The following MMLU results demonstrate knowledge distillation on student models that were first compressed using Puzzletron. The original (uncompressed) model serves as the teacher, and distillation recovers accuracy lost during compression.
The student was created by compressing Qwen3-8B to 80% of its original size using Puzzletron.
| Model | MMLU | Humanities | Other | Social Sci | STEM |
|---|---|---|---|---|---|
| Student (before distillation) | 0.5910 | 0.5046 | 0.6363 | 0.6831 | 0.5855 |
| Student (after distillation) | 0.6921 | 0.5906 | 0.7316 | 0.7975 | 0.7016 |
| Teacher (original Qwen3-8B) | 0.7493 | 0.6648 | 0.7856 | 0.8385 | 0.7526 |
MMLU accuracy improved from 59.10% to 69.21% (+10.11 pp) after distillation with just 100 iterations on WikiText-103, recovering 64% of the gap to the teacher model.
The student was created by compressing Llama-3.1-8B-Instruct to 50% of its original size using Puzzletron.
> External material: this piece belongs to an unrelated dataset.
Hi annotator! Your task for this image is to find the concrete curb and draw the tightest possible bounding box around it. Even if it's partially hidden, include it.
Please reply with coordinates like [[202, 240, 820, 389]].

| Model | MMLU | Humanities | Other | Social Sciences | STEM |
|---|---|---|---|---|---|
| Student (before distillation) | 0.2316 | 0.2462 | 0.2292 | 0.2250 | 0.2274 |
| Student (after distillation) | 0.2960 | 0.3146 | 0.3085 | 0.2925 | 0.2768 |
| Teacher (original Llama-3.1-8B-Instruct) | 0.6839 | 0.7231 | 0.7038 | 0.7667 | 0.5911 |
The student was created by compressing Llama-3.1-8B-Instruct to ~69% of its original size using Puzzletron. This example shows regression due to overfitting on the small WikiText-103 dataset (100 iterations). MMLU was evaluated on a subset of 100 samples per task:
| Model | MMLU | Humanities | Other | Social Sciences | STEM |
|---|---|---|---|---|---|
| Student (before distillation) | 0.6626 | 0.7069 | 0.6892 | 0.7525 | 0.5574 |
| Student (after distillation) | 0.6496 | 0.6862 | 0.6677 | 0.7433 | 0.5532 |
| Teacher (original Llama-3.1-8B-Instruct) | 0.6839 | 0.7231 | 0.7038 | 0.7667 | 0.5911 |
MMLU decreased from 66.26% to 64.96% (-1.30 pp) -- the model overfitted to WikiText-103. This highlights the importance of using larger, more diverse datasets for distillation.
- Use larger datasets for production distillation (e.g., Nemotron-Pretraining-SFT-v1) to avoid overfitting as shown in the regression case above.
- Train for more iterations to ensure proper convergence.